Listen to that again. You only send off the "nonessential" personnel and shut down nonessential services during a government shutdown. Apparently those "nonessential" personnel are costing you and me 10 billion dollars a week. Does it occur to anyone else that we might could find a few things to trim from our budget since they are already neatly categorized into the "nonessential" category.

I'm living on a fixed budget, with bad knees and a disabled family member to care for. My personal budget is pretty much limited to essentials these days. I understand about making do without some nonessentials and getting creative with my spending. Shouldn't our government be at least a little more careful about nonessential spending? Doing so doesn't seem to harm our robust, still semi-free market economy. I think we might be able to adapt to a little frugality. We could start by putting the savings back into social security from which the Congress has been stealing for years.

This election cycle we have two candidates for "Dear Leader" lined up, both of whom are very fond of spending ?other people's money" - Clinton the taxpayer's money and Trump* his suckers, uh, investors money.  Hopefully people will at least vote for down ballot conservatives like the Cruz and the rest that I mentioned above. A solid conservative block in Congress would at least have the power to shut the government down, if only for two or three weeks.

I'm with Reagan.
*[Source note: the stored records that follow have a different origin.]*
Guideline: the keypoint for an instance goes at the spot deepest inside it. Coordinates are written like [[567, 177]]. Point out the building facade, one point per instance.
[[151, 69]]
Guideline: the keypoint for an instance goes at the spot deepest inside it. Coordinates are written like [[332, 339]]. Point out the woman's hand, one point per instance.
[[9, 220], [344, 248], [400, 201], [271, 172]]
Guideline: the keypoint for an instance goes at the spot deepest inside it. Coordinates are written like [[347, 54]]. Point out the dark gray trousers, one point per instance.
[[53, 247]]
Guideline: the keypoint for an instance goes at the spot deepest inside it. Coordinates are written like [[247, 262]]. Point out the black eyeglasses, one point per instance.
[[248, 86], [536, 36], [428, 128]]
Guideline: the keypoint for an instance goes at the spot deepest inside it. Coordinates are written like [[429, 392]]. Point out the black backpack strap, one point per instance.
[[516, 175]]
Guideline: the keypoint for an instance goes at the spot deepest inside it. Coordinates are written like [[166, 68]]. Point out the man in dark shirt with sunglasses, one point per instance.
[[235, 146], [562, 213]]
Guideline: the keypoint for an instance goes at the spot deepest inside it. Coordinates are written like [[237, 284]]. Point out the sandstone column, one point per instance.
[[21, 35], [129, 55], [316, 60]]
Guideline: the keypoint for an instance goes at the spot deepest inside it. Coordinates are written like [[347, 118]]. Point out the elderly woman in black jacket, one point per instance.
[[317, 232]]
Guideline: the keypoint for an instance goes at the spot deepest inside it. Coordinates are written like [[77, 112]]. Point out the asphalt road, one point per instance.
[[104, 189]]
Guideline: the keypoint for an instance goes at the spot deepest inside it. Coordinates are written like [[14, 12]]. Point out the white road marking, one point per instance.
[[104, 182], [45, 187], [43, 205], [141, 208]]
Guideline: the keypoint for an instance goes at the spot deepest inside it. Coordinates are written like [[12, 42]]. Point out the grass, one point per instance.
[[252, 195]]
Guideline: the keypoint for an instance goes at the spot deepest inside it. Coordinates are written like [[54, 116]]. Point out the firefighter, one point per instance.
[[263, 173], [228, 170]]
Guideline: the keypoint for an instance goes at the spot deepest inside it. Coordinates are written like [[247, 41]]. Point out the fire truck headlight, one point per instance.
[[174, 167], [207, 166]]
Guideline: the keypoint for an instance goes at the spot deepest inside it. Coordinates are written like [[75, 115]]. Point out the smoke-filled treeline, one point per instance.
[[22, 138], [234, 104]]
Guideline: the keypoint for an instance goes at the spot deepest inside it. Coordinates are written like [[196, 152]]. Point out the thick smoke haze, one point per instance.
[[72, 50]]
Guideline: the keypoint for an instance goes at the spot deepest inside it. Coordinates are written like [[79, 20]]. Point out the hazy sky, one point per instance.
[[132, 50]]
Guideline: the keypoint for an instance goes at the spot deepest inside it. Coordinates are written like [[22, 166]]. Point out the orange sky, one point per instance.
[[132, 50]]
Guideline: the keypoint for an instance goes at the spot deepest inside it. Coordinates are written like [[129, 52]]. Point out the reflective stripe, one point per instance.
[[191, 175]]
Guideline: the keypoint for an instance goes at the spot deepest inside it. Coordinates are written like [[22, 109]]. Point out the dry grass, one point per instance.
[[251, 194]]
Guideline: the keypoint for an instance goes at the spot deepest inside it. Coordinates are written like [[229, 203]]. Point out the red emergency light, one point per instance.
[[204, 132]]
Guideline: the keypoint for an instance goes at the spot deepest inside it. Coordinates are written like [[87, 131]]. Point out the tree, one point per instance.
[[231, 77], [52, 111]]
Let's send the government on a mandatory three week vacation once in a while, if only to remind some of them that they are, after all, nonessential!

Just sayin'


© 2016 by Tom King

* And before you Trumpians jump on me, you should read Trump's books - especially the part about using other people's money. Trump dearly loves making other people pay for his projects. He used 160 million dollars of George Soros' money to build Trump Towers in Chicago when he ran out of other other people's money.